> On Feb 25, 2016, at 2:48 PM, Jeff Squyres (jsquyres) <jsquyres at cisco.com> wrote:
>> 1) Low overhead (justifies Isend/Irecv etc.)
>> 2) Scarcity of threads (e.g., the BlueGene/L rationale)
> Agreed -- neither of these are likely important for an iconnect/iaccept scenario.

I would disagree.  This is *always* a problem since adding threads hurts other operations in the application.  For example, if I need to use a nonblocking iconnect/iaccept in one small part of the application, it now means that every fine-grained PUT/GET/ISEND operation in the rest of the application would be more expensive.
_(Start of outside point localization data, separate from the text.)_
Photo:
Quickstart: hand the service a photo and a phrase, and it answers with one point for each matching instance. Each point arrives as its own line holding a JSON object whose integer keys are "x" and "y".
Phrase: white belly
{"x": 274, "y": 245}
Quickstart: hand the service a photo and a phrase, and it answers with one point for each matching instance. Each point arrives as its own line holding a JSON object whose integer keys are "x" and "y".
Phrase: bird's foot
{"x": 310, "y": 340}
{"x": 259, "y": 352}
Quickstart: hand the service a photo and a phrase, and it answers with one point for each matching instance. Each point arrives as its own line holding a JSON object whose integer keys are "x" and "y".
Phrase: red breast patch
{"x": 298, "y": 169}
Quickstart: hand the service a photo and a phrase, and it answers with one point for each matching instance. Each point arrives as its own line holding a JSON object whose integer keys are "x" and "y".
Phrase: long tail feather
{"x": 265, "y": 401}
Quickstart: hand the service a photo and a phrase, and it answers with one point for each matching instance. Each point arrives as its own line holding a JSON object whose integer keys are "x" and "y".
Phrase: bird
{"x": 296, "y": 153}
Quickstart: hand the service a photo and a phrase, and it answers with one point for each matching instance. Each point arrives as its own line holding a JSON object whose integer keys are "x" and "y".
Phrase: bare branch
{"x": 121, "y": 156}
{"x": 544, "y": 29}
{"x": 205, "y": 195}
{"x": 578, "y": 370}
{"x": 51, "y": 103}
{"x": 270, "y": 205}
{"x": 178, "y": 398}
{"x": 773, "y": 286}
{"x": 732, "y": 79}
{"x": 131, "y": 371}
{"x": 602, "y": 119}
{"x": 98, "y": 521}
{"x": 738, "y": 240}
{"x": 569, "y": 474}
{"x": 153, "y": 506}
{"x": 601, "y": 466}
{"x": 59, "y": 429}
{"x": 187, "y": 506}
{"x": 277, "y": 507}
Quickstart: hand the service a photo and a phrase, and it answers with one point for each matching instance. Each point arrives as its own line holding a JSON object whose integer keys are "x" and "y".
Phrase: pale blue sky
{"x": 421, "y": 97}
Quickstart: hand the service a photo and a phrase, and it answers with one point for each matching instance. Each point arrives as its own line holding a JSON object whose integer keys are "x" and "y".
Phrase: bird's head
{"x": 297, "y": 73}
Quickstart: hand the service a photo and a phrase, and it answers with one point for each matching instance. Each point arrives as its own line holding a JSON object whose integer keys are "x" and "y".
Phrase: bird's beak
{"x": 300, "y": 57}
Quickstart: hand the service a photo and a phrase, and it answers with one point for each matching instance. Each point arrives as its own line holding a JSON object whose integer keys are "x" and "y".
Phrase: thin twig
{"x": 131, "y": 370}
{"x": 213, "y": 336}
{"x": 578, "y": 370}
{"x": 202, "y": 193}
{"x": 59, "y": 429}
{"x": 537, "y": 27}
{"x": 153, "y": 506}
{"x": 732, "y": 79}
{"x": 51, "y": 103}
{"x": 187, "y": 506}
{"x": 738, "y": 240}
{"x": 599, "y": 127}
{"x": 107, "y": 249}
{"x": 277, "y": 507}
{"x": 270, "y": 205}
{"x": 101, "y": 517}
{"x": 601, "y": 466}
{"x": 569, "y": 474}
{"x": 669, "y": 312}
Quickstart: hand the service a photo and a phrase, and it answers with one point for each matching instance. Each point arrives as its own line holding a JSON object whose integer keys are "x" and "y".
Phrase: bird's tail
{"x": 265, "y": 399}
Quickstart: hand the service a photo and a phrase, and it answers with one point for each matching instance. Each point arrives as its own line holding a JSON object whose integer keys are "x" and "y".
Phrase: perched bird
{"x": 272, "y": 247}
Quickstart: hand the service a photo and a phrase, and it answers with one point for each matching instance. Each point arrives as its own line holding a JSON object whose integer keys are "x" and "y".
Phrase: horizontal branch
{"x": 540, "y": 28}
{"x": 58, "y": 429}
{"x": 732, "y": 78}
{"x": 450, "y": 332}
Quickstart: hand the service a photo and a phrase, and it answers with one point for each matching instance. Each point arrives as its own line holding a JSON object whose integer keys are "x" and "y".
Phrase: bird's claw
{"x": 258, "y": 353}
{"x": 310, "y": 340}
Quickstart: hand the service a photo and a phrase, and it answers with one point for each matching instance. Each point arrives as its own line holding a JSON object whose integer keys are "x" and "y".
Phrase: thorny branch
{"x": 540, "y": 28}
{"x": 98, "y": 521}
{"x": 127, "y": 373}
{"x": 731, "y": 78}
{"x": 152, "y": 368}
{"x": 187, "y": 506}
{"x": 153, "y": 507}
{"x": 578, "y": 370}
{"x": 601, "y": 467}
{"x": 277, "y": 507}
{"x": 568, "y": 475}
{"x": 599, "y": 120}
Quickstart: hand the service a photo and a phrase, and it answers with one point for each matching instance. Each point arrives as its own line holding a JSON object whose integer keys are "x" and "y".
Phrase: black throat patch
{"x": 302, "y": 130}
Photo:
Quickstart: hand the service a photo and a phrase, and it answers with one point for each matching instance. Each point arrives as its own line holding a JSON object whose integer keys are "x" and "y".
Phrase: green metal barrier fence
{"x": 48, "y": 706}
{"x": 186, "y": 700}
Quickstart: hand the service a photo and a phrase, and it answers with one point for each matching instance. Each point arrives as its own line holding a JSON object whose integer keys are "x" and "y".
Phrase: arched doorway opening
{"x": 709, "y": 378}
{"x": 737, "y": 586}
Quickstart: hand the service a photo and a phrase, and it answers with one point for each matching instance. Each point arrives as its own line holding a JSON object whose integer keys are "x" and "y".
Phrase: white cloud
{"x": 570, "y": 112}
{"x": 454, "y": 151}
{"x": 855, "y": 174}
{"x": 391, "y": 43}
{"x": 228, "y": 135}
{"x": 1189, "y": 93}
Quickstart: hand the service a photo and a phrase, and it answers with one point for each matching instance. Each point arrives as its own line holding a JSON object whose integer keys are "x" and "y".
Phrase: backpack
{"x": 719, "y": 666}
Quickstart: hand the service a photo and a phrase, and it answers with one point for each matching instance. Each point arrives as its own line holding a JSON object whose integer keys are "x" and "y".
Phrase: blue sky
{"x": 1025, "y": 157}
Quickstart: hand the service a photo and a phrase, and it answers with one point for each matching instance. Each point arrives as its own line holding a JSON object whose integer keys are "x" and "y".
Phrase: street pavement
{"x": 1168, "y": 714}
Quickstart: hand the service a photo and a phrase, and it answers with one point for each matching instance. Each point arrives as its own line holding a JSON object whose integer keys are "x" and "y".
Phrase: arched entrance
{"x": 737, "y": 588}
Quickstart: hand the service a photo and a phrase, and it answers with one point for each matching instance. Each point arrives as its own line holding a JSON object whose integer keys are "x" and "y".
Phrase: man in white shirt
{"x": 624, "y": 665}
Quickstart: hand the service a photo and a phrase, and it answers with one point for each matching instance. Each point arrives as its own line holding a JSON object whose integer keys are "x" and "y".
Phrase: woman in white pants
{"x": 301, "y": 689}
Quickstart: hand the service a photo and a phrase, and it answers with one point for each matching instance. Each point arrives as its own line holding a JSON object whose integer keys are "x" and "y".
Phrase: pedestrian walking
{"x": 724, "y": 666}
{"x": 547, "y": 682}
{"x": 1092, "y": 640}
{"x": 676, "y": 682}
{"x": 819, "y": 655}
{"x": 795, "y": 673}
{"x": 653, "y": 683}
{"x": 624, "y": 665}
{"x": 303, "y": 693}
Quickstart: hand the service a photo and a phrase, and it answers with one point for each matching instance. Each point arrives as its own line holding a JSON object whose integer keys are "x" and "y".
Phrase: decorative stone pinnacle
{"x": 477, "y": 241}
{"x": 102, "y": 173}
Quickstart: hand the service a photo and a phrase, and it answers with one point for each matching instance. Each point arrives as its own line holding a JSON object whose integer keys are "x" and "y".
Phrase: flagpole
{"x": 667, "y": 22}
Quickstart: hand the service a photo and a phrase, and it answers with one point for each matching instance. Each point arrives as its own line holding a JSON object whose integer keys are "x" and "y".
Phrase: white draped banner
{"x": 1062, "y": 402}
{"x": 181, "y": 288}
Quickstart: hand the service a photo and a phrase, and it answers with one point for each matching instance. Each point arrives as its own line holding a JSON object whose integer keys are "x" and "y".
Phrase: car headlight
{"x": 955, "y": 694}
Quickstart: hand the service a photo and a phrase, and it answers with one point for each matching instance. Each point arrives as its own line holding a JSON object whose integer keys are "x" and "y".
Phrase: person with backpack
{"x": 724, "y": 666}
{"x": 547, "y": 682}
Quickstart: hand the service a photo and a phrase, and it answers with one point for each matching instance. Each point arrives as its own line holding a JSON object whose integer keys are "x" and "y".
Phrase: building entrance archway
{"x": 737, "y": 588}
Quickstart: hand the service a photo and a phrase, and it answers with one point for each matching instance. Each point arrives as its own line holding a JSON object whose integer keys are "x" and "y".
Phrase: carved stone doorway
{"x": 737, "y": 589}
> But I do think the progression overlap with application threads can be quite useful.

Right.  Having a nonblocking operation is not about performance improvements, but that I can now stick in a request into an existing Waitall or Testany in my application.  FWIW, at least one of our applications uses NBC I/O in exactly this way.  Before MPI-3.1, they had to do an event-based model (with Testany) for everything else and a blocking call for I/O, which was inconvenient and hurts performance.

>> There are some interactions with multiple-competion routines and limitations in the generalized requests, but fixing generalized requests would be a more general solution.
> Agreed -- fixing generalized requests has been a white whale for quite a while now.

There are technical reasons for why this was not easily fixed, unlike iconnect/iaccept where people are bandwidth limited to put together a proposal.